Reforming the juvenile justice system and representing the young people already ensnared in it are massive undertakings. But fresh off funding the launch of Loyola’s new program and already busy at work on next year’s grant selection, the Palisadian Caster appeared as invigorated as ever.
She sat down with the Palisadian-Post over coffee in The Village just before the New Year, taking a moment to explain how her organization is tackling some of the country’s thorniest youth-related issues, $1 million at a time.
“A product of the ’60s,” Caster said she grew up with a sense that “making cities better places for everyone” was a moral imperative.
A law school graduate, she enjoyed various levels of professional success early in her career, but gravitated toward philanthropic work after the birth of her two children.
“I got involved with a few different groups that benefited children, but I felt like when you joined these groups all they wanted you to do was help put on a gala,” Caster told the Post.
She emphasized that the “gala model”—throwing an annual event to fundraise for a cause—can work very effectively. But Caster also felt that some groups mismanaged or outright wasted funds on the events—or failed to properly vet and follow up with the organizations they support.
“I also felt like they weren’t tapping into my and other people’s highest and best use, intellectually. We had all kinds of other skills and talents.”
Caster founded the Everychild Foundation in 1999 to take a different tack. She based it on the “giving circle” model, a concept “as old as people in the church basement passing the hat around.” Each member of a large collective contributes a (relatively) small financial commitment up front—the rest of the year is spent thoroughly reviewing how best to allocate the sum of those contributions.
And “thorough” is perhaps an understatement. Everychild’s outreach and review process begins before the previous year’s grant has even been awarded. It includes everything from training by a grant consultant to site visits and financial analyses.

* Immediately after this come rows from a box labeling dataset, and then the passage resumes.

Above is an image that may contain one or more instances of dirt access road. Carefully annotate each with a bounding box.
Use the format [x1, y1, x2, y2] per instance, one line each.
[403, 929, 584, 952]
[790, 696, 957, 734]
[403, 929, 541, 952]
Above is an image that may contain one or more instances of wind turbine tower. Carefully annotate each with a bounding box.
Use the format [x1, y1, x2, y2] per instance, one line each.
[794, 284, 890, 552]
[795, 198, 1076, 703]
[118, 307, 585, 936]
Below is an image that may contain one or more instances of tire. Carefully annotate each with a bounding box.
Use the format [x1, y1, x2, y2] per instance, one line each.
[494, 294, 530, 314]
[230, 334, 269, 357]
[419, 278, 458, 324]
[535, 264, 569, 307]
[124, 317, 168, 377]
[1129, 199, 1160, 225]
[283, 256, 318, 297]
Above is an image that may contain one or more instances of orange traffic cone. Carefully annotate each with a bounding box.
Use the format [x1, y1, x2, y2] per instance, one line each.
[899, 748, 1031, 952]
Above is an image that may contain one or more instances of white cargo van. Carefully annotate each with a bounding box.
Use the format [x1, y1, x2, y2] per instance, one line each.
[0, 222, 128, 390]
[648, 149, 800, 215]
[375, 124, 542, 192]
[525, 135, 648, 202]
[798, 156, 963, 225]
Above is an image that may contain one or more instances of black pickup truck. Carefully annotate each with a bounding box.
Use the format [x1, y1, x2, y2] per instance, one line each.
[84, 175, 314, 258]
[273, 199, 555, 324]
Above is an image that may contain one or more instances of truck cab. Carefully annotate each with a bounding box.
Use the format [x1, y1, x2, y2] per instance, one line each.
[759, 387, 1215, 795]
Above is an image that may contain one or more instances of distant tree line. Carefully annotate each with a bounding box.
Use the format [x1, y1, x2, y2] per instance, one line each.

A field of roughly 20 narrows to two finalists, who give even more exhaustive presentations.
The runner-up often quickly gains funding from another source because they’ve already been so thoroughly vetted. And the winning cause is awarded a transformative $1 million grant.
Everychild’s 200-woman strong collective has awarded substantial funding to worthy causes for 18 consecutive years.
The recipients have ranged from those that address the mental and medical health of children to tutoring and mentoring services and creating sorely needed new libraries for elementary schools.
Founding the Everychild Integrated Educational and Legal Advocacy Project at Loyola this year takes aim at one of Caster’s most urgent causes: the damaging outcomes of the current juvenile justice system.
Her concerns range from the punitive rather than therapeutic approaches of juvenile probation camps—an issue that led to her fervent involvement in the reimagining of Camp Kilpatrick, a now revolutionary Malibu facility—to the plight of “crossover youth,” foster kids who land in legal trouble and suffer from a lack of mentors or adequate legal representation.
The “psychological taint” of incarceration often never leaves them, Caster told the Post. “And it’s preventable. Foster kids … will tell you the one thing they’re missing in their lives is one caring, consistent adult.”
The new Loyola project is designed to train law students to be fierce defenders for crossover youth, hopefully reducing the group’s high recidivism rate in LA.
Caster and her organization will make sure that mission is being met through regular follow-up reviews, as they do with all their grant recipients.
And in the meantime, it’s on to Everychild’s next selection.
One million more dollars for another worthy cause; Jacqueline Caster and Everychild keep rolling on.